The selected blend can be replayed on compatible spectra as:

```python
pred = X_new @ res["input_coefficients"] + res["intercept"]
```

## Python Estimator

`NativeAOMRidgeBlenderRegressor` is the sklearn-style wrapper over the native
compact/wide ABI. It stores `coef_`, `intercept_`, `weights_`,
`candidate_scores_`, OOF predictions, and diagnostics while predicting from
the folded native coefficients.

`AOMRidgeBlender` remains the flexible Python/sklearn reference layer. It can
blend explicit estimator/factory candidates or build a default AOM-Ridge pool
from `build_aom_control_chain_bank(profile)`. It supports custom `chains`,
candidate labels, `random_state`, `n_jobs`, and candidate failure reporting.

Use the native function for the catalogued compact/wide strict-linear Ridge
bank.
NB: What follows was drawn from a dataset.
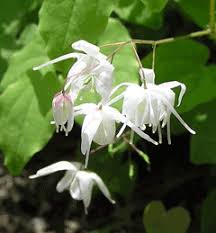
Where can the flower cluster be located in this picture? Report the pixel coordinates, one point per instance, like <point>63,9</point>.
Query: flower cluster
<point>143,105</point>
Use the estimator when the candidates are Python objects or when a
scikit-learn-compatible estimator API is needed.

## Validation

The native tests cover:

- compact and wide chain/lambda candidate counts and result shapes;
- simplex non-negativity and unit-sum weights;
- exact reconstruction of blended OOF/final predictions from candidate
  prediction matrices;
- exact replay of final predictions from `input_coefficients` and `intercept`;
- explicit fold ids;
- rejection of non-positive Ridge lambdas;
- CPU and CUDA-enabled C++ test suites.

The Python estimator tests cover:

- simplex weights and exact OOF blend recovery on synthetic candidates;
- fold-local OOF fitting, with the validation fold excluded from each candidate
  fit;
- metadata perturbation invariance;
- default chain+Ridge candidate construction;
- `predict` before `fit` error behavior.

## Benchmarks

Timing script:

```bash
PYTHONPATH=bindings/python/src \
N4M_LIB_PATH=build/dev-release/cpp/src/libn4m.so \
python3 benchmarks/cross_binding/bench_aom_ridge_blender_timing.py
```

CUDA-build smoke:

```bash
CUDA_VISIBLE_DEVICES=0 \
PYTHONPATH=bindings/python/src \
N4M_LIB_PATH=build/cuda-on/cpp/src/libn4m.so \
python3 benchmarks/cross_binding/bench_aom_ridge_blender_timing.py \
  --output benchmarks/cross_binding/aom_ridge_blender_timing_cuda_smoke.csv \
  --mode both
```

Current smoke CSVs:

- `benchmarks/cross_binding/aom_ridge_blender_timing.csv`
- `benchmarks/cross_binding/aom_ridge_blender_timing_cuda_smoke.csv`

The CUDA smoke CSV includes both the ABI-close function row
`native_aom_ridge_blender` and the sklearn replay wrapper row
`native_aom_ridge_blender_sklearn`. The wrapper row records
`prediction_replay_max_abs_error` to prove `predict(X)` replays the native
folded coefficients/intercept state on the CUDA build path.

The timing rows also expose deterministic Ridge fit accounting:
`n_ridge_blender_cv_fits = n_candidates * cv`,
`n_ridge_blender_final_fits = n_candidates`, and
`n_ridge_blender_fit_calls = n_candidates * (cv + 1)`. For the compact smoke
grid (`cv=5`, 12 chains, 4 lambdas), those counters are `240`, `48`, and
`288`.

On the same synthetic cells, `blend_oof_rmse` is lower than the best single
candidate OOF RMSE, which confirms that the stored simplex weights and
candidate OOF matrix are doing useful blend work in the smoke benchmark.